SEL was administered orally to patients with advanced solid cancers in a phase I dose escalation study. Response was evaluated every two cycles (RECIST v1.1). Nuclear-cytoplasmic localisation of p27 in RAS and/ or AKT pathway activated tumours from tumour biopsies pre and post SEL were determined together with nuclear retention of other XPO1 cargo proteins, proliferative and apoptotic markers.

Results

Outcomes of 18 advanced colorectal cancer (CRC) patients with known RAS and AKT pathway mutational status (12M/6F; median age 59.5; ECOG PS 0/1: 9/9), who received at least 8 weeks of SEL were analysed. 50% (n = 9) had an activating mutation in the RAS pathway (KRAS/NRAS/BRAF: 7/1/1); 16.7%(n = 3) in the PI3K/AKT pathway (PI3K/AKT/PTEN loss: 1/1/1); 11.1% (n = 2) in both and 44.4%(n = 8) did not harbour mutations in either (WT). Median PFS for patients with a mutation in either pathway compared to WT patients were 78 days vs 50days, respectively;(p value = 0.129). 40% (n = 4) CRC patients with RAS/AKT pathway mutation achieved a disease control rate (DCR) of > 3 mths compared to 12.5% of CRC WT patients. Analysis of pre and post SEL treated biopsy samples confirmed increased nuclear retention of p27 in the KRAS/AKT mutant tumours with DCR > 3mths.

Conclusions

RAS and AKT pathway activated CRC appear to have a longer PFS with an increased number of patients achieving DCR of >3 months compared to WT tumours.

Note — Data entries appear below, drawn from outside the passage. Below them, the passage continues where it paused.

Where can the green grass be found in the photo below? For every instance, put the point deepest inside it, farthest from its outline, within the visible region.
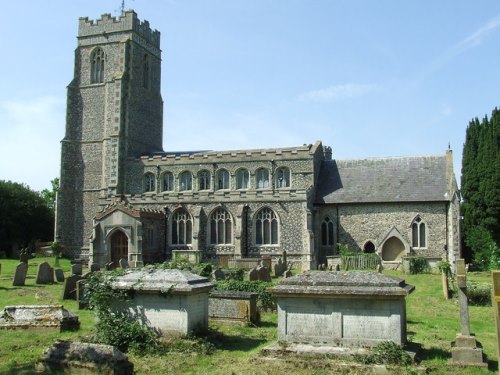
(432, 322)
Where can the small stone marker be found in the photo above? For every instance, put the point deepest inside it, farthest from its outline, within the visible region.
(466, 350)
(70, 287)
(20, 275)
(76, 269)
(45, 274)
(123, 263)
(59, 275)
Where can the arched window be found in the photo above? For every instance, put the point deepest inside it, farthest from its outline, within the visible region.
(204, 180)
(182, 228)
(266, 227)
(149, 182)
(97, 66)
(327, 232)
(220, 227)
(185, 181)
(145, 72)
(242, 179)
(418, 234)
(282, 177)
(167, 182)
(262, 178)
(222, 179)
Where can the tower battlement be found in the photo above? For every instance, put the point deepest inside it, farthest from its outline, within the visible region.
(128, 21)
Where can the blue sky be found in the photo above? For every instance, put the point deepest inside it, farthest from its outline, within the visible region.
(369, 78)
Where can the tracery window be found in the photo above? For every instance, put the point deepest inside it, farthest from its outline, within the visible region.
(182, 228)
(185, 181)
(242, 179)
(418, 233)
(168, 182)
(149, 182)
(282, 177)
(262, 178)
(220, 227)
(97, 66)
(266, 227)
(222, 179)
(327, 232)
(204, 180)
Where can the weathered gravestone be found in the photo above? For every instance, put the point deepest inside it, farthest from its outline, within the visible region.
(76, 269)
(45, 274)
(20, 275)
(70, 287)
(466, 350)
(59, 275)
(84, 358)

Cytoplasmic translocation of p27 could be a key oncogenic mechanism in RAS and/or AKT pathway activated tumours and can be targeted by inhibition of XPO1

Clinical trial identification

Legal entity responsible for the study

National University Hospital, Singapore

Funding

tudy support: Karyopharm Therapeutics Inc. and National Medical Research Council

Disclosure

D. Tan: Advisory board - Astra Zeneca. All other authors have declared no conflicts of interest.